Why 100 complaints a day isn’t a bad thing
NEARLY 850 complaints from Queensland Health suppliers have been received in less than a fortnight, as consultants continue to tweak the State Government's trouble-prone hospital ordering system.
Health Minister Steven Miles yesterday admitted extra money had had to come out of hospital budgets to pay for extra staff to handle the troubled rollout, although he did not know how much.
The admission follows revelations in The Courier-Mail that system quirks and late payments to suppliers have seen hospitals blocked from ordering vital supplies since the August 1 rollout of the $135 million S/4HANA hospital ordering system.
Late-payment issues saw a hotline launched last month for suppliers to chase down bills.
Queensland Health has not revealed the total number of calls made but has reported it's received 842 calls in just the past eight business days, including 99 yesterday.
Mr Miles said the fact the phone line was still received about 100 calls a day two-and-a-half months after the rollout wasn't necessarily a bad thing, because on-the-spot payments could be made.
He suggested payment issues had been a problem even before S/4HANA.
"It's difficult to say how often suppliers would have experienced payment issues before the implementation of this system, so for the first time they have a centralised escalation process they can use to address concerns about their payments," Mr Miles said.

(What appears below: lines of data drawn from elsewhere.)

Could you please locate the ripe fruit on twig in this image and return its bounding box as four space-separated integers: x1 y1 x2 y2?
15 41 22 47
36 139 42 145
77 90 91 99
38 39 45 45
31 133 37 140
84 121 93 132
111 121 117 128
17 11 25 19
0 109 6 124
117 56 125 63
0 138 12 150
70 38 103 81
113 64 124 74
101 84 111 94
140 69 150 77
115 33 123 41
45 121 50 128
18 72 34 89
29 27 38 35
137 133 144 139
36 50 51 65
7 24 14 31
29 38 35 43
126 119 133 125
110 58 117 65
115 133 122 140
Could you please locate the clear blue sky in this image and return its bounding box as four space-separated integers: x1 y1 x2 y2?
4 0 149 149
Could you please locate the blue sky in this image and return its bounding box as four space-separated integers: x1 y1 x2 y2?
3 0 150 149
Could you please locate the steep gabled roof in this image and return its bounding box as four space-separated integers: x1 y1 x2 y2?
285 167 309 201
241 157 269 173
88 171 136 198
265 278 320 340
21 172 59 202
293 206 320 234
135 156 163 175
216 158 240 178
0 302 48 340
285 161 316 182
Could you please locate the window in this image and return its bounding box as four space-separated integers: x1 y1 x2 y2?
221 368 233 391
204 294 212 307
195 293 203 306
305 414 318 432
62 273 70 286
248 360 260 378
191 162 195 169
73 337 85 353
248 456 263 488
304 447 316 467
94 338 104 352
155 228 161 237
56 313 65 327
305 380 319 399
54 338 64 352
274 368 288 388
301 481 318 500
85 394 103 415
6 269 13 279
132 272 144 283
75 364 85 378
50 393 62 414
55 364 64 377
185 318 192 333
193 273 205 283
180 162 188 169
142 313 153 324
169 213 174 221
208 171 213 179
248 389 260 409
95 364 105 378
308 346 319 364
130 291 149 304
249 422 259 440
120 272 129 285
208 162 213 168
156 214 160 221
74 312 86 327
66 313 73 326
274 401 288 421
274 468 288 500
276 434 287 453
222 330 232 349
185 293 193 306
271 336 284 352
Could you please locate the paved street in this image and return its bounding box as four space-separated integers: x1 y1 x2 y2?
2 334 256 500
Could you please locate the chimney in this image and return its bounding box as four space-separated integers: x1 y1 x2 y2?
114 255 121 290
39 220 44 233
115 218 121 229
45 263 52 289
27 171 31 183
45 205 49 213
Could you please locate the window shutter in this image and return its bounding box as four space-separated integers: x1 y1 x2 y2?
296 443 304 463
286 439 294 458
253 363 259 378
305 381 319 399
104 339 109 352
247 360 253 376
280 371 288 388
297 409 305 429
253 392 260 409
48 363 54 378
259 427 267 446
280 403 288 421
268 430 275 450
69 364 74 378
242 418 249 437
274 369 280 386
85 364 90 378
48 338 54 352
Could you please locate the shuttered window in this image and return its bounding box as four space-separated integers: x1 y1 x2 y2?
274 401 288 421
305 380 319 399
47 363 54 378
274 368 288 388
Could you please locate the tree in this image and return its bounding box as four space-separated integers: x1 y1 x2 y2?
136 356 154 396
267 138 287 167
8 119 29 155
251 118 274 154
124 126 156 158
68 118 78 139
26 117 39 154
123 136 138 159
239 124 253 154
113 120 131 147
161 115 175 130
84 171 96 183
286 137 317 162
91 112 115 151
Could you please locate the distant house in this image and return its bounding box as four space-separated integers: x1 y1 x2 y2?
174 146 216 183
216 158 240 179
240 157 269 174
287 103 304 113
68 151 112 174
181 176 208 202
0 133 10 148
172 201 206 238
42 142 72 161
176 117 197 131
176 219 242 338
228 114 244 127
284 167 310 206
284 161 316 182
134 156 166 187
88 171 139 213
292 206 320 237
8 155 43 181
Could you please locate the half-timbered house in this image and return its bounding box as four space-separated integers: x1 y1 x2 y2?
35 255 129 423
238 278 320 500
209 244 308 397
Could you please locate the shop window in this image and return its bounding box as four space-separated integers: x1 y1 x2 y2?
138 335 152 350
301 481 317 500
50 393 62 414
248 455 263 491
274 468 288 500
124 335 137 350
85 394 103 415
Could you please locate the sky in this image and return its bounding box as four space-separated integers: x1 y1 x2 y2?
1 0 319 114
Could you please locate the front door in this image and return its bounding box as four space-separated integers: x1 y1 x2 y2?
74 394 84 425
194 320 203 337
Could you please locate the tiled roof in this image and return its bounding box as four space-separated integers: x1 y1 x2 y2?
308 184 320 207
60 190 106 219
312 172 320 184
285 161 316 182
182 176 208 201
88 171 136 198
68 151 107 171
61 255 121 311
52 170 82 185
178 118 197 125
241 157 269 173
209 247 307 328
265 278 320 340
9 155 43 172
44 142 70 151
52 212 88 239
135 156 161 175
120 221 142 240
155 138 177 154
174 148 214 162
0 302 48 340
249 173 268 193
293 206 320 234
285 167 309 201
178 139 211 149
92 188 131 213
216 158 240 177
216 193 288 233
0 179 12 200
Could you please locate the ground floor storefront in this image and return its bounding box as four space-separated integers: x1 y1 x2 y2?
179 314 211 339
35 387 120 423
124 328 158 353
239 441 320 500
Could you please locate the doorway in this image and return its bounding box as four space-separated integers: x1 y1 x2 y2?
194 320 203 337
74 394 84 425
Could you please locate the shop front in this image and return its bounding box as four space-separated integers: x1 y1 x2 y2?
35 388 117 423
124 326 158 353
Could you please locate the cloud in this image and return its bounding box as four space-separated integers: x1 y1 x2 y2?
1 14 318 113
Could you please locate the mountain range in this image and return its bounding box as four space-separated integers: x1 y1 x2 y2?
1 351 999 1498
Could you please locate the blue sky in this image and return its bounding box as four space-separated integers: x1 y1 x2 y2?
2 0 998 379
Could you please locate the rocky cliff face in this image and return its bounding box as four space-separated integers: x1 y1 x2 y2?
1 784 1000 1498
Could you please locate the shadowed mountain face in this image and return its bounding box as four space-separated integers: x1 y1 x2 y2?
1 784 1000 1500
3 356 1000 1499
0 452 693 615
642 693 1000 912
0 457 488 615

Meanwhile, consultants brought in were providing ongoing advice on how to improve, including fixing issues at distribution centres where 100 extra staff have been hired.
"Certainly I'm pleased Queensland Health have availed themselves of that external advice," Mr Miles said.
"Reports to me of the system suggest to me that it continues to improve day by day and week by week … (and) we will continue permanently to seek to improve our warehousing, logistics, distributions, supplies and supplier payment."
Mr Miles said the system was still meeting its most recent budget of $135 million, after earlier blowouts.
"In terms of any other additional costs, they will be met from within the operating budget for those centres," he said.
"Those costs are borne within the centres in with which those employees are employed, and it would be very difficult to collate that data."